YVES CONSTANTINIDIS CONSULTANT

Le triangle du concept

Avant d’exprimer les besoins et (éventuellement) d’élaborer un cahier des charges, trois éléments fondamentaux sont à découvrir : l’objectif, le périmètre et les parties prenantes. c’est ce que j’appelle le triangle du concept. C’est le « triangle d’or » de l’ingénierie des besoins.

L’objectif est le but que le système à l’étude doit atteindre. L’atteinte de cet objectif doit être mesurable, ou du moins vérifiable, et engendrer des bénéfices.

Le périmètre désigne est défini par la frontière entre le système à l’étude et le monde qui lui est extérieur. On peut distinguer le périmètre fonctionnel, ensemble des grandes fonctions ou groupes de fonctions constituant le futur système, et le périmètre organisationnel ou géographique.

Les parties prenantes, également appelées acteurs, sont toutes les personnes ou organisations impactées (positivement ou négativement) par l’introduction du système à l’étude ou susceptibles d’influencer son choix, son développement ou son déploiement.

Ces trois entités forment le « triangle d’or » du système. Tant qu’elles n’ont pas été spécifiées pour le système à l’étude, inutile d’aller plus loin.
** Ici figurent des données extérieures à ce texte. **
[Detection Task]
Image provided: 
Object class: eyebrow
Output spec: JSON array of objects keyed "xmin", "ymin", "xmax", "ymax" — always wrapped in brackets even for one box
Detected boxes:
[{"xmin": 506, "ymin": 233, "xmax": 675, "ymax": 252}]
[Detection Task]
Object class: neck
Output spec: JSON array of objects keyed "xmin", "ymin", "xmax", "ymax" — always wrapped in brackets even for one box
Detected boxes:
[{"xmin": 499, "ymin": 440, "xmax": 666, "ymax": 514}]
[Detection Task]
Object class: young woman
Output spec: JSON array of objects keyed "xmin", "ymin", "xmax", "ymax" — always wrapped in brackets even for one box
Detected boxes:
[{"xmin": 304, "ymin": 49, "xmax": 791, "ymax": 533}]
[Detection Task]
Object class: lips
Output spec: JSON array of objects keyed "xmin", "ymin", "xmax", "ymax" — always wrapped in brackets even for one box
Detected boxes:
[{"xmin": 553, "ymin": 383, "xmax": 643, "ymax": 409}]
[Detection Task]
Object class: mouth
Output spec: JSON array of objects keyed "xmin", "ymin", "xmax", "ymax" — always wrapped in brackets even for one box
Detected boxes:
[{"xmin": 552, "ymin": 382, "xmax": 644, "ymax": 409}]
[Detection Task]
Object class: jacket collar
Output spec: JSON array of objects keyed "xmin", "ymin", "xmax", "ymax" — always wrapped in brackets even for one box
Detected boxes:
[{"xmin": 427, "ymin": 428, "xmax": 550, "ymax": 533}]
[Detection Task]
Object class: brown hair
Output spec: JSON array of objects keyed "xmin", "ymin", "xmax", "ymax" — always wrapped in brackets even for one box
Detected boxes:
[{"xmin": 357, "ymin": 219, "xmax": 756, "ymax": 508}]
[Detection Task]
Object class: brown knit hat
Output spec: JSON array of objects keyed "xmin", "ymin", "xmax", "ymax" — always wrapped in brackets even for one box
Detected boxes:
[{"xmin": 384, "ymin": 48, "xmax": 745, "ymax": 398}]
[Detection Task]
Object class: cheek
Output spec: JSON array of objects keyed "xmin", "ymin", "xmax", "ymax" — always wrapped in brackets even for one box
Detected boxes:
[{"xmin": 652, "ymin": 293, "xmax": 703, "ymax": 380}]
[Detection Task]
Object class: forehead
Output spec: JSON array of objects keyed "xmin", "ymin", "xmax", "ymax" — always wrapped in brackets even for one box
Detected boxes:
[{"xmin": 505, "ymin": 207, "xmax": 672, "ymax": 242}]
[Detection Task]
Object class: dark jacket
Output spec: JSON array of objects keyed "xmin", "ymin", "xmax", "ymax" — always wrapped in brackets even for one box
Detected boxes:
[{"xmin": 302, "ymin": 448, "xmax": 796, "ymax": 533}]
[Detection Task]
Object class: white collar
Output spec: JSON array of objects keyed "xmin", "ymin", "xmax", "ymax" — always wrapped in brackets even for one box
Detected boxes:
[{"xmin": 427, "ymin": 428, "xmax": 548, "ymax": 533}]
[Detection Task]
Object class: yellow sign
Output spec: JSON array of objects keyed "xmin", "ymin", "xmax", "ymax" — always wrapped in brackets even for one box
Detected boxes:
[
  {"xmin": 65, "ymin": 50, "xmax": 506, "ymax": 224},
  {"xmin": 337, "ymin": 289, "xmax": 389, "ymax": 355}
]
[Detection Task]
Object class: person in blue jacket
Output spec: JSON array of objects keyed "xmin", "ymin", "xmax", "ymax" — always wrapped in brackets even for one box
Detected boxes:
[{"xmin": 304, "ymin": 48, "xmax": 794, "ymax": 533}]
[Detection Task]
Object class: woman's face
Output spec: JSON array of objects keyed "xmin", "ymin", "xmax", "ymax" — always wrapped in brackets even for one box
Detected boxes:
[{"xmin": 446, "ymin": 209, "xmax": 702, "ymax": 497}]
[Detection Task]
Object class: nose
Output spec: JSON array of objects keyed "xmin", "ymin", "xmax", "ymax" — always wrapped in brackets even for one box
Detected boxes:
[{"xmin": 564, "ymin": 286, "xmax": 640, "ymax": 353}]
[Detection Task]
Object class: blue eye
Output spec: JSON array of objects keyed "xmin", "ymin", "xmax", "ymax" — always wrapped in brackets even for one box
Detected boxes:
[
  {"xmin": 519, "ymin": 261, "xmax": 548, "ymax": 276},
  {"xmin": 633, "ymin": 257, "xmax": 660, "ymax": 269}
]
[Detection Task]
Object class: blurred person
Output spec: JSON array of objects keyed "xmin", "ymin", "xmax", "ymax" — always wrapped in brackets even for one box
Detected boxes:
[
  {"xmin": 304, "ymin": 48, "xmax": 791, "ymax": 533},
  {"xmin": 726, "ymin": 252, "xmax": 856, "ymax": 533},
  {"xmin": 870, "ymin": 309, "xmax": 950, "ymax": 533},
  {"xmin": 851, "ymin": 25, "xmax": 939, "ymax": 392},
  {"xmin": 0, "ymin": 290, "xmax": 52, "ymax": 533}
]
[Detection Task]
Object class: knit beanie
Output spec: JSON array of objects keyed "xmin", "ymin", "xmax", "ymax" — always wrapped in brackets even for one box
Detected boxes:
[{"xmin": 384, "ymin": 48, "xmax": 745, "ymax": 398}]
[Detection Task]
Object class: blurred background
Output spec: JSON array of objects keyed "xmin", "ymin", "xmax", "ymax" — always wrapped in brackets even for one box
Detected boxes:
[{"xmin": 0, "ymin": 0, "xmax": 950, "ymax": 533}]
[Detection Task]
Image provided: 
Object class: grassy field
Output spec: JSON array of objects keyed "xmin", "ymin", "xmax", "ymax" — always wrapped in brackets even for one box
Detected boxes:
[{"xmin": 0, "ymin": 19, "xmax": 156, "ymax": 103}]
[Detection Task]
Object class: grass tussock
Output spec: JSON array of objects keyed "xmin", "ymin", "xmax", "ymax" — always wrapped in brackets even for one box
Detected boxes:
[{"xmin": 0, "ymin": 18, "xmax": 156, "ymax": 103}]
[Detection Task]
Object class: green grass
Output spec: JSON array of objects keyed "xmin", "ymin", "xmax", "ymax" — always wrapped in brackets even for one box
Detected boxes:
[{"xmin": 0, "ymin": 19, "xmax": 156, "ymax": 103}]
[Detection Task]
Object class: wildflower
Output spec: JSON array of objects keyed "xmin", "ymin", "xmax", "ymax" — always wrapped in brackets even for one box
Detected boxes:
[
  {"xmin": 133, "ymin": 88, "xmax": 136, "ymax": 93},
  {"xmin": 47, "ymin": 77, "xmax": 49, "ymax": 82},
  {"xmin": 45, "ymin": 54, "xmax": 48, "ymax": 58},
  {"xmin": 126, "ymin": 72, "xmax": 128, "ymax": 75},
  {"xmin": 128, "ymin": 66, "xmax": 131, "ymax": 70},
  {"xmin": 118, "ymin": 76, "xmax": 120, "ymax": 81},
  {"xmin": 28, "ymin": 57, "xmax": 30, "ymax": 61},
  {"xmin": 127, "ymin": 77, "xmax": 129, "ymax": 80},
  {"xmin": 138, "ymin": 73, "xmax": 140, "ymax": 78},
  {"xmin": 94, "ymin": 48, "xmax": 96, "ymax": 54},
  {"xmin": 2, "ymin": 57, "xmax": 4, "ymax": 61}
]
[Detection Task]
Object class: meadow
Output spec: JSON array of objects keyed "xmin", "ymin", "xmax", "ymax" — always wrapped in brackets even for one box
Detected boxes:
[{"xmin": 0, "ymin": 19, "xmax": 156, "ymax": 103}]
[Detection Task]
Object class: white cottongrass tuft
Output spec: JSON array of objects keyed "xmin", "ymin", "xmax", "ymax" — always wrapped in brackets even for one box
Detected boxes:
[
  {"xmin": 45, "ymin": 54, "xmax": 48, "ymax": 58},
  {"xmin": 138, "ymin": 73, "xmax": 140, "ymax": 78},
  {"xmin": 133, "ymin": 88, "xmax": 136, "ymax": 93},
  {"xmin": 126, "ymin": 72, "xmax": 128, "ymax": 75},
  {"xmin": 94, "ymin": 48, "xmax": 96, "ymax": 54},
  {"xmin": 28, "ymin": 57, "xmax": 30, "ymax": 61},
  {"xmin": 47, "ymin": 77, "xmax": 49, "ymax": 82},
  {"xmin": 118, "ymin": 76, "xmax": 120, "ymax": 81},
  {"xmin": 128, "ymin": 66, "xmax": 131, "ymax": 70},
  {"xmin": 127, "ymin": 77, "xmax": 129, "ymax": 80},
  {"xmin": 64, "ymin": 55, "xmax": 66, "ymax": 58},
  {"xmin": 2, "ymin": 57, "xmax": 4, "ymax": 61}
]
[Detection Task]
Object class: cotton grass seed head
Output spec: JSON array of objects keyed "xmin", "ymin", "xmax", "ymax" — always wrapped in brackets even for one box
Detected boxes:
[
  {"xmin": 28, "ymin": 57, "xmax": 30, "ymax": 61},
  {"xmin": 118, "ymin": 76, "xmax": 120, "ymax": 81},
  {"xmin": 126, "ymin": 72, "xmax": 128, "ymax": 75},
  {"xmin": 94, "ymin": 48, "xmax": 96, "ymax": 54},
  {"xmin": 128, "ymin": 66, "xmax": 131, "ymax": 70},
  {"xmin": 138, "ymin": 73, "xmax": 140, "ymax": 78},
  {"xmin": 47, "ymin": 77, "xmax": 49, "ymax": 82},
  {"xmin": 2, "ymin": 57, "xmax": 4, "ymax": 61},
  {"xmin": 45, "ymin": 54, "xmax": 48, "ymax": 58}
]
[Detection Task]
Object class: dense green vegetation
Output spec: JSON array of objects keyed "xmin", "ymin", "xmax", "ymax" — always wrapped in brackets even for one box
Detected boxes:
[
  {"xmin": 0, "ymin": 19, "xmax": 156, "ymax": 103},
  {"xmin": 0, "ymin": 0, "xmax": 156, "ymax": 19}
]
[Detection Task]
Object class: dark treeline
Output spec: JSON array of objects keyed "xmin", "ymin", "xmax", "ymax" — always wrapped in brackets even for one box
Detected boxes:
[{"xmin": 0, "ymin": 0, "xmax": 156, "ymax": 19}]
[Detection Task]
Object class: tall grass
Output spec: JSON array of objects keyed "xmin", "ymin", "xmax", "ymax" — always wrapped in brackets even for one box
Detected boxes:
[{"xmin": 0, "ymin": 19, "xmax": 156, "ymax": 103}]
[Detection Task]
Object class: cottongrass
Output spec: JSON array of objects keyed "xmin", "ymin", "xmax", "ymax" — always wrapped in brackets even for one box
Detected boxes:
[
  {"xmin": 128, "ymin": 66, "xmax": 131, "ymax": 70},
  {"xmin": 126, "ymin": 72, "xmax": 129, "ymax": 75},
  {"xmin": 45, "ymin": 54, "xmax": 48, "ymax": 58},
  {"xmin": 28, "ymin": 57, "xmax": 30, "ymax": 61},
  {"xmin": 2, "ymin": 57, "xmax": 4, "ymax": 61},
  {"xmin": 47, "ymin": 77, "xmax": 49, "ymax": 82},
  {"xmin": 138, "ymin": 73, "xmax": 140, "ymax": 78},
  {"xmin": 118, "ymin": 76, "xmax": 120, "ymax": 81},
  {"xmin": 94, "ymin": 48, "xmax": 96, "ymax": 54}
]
Tenter d’exprimer les besoins et d’élaborer un cahier des charges alors que concept n’est pas spécifié et validé, c’est construire sur du sable. Un objectif flou, un périmètre mouvant, une méconnaissance des parties prenantes donnent lieu à une expression des besoins floue et à un cahier des charges instable et impossible à valider.

La phase de concept est celle qui consiste à recueillir, analyser, spécifier et valider ces trois éléments du triangle. Nous appellerons le document de sortie de cette phase document de concept.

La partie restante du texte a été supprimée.